Overwork, Stress Cited
Sexuality and negative reactions to homosexual patients are only two issues for medical personnel that are raised by AIDS. Overwork and the stress of caring for young, dying patients are further concerns.
Most physicians typically use elaborate defenses--such as intellectualization, peer support and even gallows humor--to soften the inevitable blow of a terminally ill patient’s death, Wachter said.
“It is often not difficult for a (medical) resident to accept the death of an elderly patient with widely metastatic cancer as a welcome reprieve from suffering. . . . (But) dealing with AIDS patients stretches these defenses to their limits,” he said.
Until recently, AIDS has largely been seen as a problem in urban areas. But as the disease continues to spread to regions where physicians have less AIDS expertise, it raises the issue of whether patients should be cared for in their communities or referred to more experienced treatment centers.
‘Easy Out or Legitimate’
“This could either be an easy out or a legitimate thing,” Steve Heilig of the San Francisco Medical Society said.
Transfer in the short term might seem in the patient’s best interest, he said, but it delays the diffusion of knowledge about the disease and may prevent patients from being cared for near home. An extreme example of the transfer issue occurred in 1983 when a Florida hospital chartered a plane to fly a terminally ill AIDS patient to San Francisco to die.
Problems may also occur when patients are well enough to leave the hospital but continue to need specialized nursing care at home. In Los Angeles, for example, Progressive Nursing Services, which specializes in providing home nursing care for AIDS patients, can find only half of the 40 full-time nurses it needs.
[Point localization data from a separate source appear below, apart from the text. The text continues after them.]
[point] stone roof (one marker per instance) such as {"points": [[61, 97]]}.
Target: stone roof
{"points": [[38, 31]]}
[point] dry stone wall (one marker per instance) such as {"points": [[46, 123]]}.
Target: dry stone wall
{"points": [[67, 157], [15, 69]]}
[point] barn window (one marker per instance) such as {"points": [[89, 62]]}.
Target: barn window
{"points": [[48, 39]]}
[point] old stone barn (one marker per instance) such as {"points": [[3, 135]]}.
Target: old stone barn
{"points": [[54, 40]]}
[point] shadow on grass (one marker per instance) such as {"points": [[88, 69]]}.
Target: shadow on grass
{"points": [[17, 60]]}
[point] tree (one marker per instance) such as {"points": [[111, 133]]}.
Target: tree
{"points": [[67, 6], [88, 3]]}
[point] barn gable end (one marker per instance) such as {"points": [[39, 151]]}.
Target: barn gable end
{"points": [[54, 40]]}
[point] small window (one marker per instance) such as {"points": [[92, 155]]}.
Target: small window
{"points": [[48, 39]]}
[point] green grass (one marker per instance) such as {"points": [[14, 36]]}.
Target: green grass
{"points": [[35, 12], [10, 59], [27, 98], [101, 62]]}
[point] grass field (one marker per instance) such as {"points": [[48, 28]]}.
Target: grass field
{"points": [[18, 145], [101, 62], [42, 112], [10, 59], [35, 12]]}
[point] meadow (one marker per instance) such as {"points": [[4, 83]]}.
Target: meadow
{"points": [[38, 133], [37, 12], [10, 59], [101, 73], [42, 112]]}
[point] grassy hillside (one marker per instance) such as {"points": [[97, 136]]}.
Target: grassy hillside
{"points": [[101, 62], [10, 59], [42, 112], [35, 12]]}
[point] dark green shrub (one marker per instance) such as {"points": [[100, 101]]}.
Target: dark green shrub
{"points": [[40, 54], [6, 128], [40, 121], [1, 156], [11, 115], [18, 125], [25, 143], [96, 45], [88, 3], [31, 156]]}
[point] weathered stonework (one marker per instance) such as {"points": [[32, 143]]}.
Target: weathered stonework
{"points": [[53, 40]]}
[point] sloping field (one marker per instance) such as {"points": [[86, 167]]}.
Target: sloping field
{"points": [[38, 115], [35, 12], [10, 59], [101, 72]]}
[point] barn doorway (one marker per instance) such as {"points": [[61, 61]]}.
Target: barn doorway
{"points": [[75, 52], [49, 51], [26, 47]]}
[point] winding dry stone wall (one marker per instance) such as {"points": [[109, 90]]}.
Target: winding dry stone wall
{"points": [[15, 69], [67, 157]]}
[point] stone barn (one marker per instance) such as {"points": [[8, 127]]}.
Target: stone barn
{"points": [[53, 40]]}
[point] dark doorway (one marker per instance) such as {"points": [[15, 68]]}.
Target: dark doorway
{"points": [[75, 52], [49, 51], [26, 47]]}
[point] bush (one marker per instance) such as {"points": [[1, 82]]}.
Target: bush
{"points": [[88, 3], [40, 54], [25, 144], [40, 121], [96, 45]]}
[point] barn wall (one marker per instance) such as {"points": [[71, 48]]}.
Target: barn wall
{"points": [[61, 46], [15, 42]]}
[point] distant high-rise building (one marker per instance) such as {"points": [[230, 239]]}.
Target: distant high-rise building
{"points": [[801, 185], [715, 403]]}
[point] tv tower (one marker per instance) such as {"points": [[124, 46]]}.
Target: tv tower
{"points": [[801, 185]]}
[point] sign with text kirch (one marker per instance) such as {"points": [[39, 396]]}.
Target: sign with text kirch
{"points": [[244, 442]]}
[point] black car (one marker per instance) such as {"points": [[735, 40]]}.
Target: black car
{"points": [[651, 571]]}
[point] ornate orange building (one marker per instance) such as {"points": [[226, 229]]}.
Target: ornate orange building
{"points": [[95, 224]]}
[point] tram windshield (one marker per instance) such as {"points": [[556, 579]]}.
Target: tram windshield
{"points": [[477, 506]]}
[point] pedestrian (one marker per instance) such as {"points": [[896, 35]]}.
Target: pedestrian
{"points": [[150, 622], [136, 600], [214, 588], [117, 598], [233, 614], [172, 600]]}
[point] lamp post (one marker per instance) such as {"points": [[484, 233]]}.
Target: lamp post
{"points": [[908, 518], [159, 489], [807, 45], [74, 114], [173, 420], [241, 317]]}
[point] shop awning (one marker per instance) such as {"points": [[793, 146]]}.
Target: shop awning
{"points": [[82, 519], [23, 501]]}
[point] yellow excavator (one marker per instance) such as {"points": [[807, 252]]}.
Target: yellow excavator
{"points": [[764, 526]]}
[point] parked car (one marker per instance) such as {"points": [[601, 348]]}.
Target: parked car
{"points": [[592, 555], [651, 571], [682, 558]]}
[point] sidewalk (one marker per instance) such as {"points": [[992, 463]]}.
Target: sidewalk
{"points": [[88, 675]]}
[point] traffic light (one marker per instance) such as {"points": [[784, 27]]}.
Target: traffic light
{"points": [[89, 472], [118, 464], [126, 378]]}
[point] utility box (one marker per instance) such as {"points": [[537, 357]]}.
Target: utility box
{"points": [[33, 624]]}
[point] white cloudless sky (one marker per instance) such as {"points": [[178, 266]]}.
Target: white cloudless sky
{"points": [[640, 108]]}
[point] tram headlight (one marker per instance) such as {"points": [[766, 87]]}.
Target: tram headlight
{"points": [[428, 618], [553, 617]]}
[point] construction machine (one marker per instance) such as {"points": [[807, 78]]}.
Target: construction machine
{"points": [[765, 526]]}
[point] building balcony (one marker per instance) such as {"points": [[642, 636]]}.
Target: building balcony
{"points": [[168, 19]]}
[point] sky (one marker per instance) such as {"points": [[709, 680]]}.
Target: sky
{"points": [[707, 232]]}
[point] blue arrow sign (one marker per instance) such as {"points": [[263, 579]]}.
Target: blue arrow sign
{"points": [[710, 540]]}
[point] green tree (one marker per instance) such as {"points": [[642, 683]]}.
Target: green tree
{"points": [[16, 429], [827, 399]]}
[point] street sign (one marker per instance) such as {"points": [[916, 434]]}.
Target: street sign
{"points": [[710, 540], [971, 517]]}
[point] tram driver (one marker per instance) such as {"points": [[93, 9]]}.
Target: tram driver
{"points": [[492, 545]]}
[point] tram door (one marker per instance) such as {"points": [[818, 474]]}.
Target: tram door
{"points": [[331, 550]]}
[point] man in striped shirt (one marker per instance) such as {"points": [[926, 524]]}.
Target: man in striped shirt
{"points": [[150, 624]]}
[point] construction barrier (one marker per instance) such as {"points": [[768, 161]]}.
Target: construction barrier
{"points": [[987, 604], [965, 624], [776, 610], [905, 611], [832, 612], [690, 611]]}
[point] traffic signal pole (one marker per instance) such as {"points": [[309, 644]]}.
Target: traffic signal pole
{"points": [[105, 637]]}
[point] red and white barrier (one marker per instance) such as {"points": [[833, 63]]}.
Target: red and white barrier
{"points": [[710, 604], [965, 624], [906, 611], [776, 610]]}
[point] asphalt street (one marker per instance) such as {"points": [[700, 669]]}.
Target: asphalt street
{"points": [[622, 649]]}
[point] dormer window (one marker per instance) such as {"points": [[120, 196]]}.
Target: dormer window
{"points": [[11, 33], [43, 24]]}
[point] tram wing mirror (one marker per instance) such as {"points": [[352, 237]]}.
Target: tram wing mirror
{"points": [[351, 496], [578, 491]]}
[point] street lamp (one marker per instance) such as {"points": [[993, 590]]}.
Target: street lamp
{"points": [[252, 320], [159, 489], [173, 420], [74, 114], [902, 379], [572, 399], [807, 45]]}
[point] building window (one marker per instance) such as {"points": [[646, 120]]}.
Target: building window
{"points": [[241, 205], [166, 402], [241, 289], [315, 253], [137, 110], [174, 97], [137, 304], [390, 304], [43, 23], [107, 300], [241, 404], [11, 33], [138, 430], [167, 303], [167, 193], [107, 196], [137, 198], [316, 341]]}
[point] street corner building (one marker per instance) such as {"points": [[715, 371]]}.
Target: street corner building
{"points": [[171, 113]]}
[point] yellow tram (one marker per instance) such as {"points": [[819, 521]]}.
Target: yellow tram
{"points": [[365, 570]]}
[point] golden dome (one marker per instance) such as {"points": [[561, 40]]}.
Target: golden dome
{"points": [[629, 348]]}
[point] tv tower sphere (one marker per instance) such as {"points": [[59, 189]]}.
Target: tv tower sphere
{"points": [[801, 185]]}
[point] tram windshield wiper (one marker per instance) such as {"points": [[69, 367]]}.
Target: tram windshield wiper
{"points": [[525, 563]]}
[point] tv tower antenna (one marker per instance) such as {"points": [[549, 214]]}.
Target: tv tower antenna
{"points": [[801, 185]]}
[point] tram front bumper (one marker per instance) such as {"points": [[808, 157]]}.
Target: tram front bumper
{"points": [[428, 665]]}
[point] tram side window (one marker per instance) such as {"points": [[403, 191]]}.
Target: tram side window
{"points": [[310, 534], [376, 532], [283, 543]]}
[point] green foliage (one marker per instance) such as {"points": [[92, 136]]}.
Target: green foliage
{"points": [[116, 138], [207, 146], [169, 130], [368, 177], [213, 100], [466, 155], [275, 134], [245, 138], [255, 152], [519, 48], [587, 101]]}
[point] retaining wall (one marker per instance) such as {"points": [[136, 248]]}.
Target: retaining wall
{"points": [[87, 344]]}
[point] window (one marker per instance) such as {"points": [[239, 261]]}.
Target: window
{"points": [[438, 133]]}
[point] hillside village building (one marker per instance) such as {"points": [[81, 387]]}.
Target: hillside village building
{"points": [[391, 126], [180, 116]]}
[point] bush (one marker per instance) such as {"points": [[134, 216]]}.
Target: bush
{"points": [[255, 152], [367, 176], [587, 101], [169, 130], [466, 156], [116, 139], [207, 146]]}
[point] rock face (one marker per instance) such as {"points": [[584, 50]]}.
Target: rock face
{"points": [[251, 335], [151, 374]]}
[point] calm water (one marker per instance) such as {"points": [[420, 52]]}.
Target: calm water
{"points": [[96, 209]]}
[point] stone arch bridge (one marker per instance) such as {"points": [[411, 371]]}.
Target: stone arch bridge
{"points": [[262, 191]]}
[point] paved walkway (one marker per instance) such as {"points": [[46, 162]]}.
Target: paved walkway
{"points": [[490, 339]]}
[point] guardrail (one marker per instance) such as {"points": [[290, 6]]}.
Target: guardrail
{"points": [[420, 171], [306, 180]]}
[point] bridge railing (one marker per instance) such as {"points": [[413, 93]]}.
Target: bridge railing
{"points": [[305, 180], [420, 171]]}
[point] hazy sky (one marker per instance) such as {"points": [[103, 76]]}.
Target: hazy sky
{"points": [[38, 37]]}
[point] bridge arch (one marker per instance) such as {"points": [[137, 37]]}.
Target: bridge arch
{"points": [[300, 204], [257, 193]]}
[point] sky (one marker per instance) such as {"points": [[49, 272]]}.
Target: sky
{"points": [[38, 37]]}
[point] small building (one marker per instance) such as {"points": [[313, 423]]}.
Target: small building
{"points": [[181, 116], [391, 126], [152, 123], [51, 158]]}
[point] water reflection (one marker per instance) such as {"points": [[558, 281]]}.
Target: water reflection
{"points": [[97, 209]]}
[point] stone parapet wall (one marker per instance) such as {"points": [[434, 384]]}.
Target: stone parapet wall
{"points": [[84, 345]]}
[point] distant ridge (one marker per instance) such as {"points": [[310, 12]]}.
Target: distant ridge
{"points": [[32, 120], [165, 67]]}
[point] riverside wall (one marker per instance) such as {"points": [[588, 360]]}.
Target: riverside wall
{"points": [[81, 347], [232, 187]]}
Because of what she terms “the leper syndrome”--that is, nurses avoiding AIDS patients--Porter Warren founded the Florence Nightingale Nursing Service in the San Fernando Valley in 1984. The agency, almost entirely staffed by male and female homosexual nurses, accepts only patients with AIDS and AIDS-related diseases. It employs 35 to 50 nurses, depending on the caseload.
‘Neglect and Abuse’
“I’ve been offended professionally and personally by the neglect and abuse some of these patients have suffered,” Warren said. “A nurse in the hospital asked one of my dying patients if he had asked God’s forgiveness yet for being gay.”
Los Angeles-area dentists have also been singled out for criticism in recent months. AIDS Project/L.A. has set up a special clinic in West Hollywood to treat patients shunned by some private dentists. Darlene Warning, a dental assistant who coordinates the clinic, said she has fielded phone calls from more than 20 dentists in the last two months seeking to refer patients.
“Most had been seeing these patients in their offices for quite some time, but (after the clients developed AIDS) they were flatly refusing to treat them,” she said.
Leaders in AIDS treatment say it is important to counteract discrimination against AIDS patients by setting good personal examples.
“The laying-on of hands is important,” said Dr. Michael Gottlieb of UCLA, one of the first U.S. physicians to see AIDS patients. “It can be a therapeutic intervention. Gloves can be used if the patient has an infection. . . . Interacting with an AIDS patient as we would with any other patient or human being is expected of health care providers.”
Times staff writer Marlene Cimons in Washington also contributed to this story.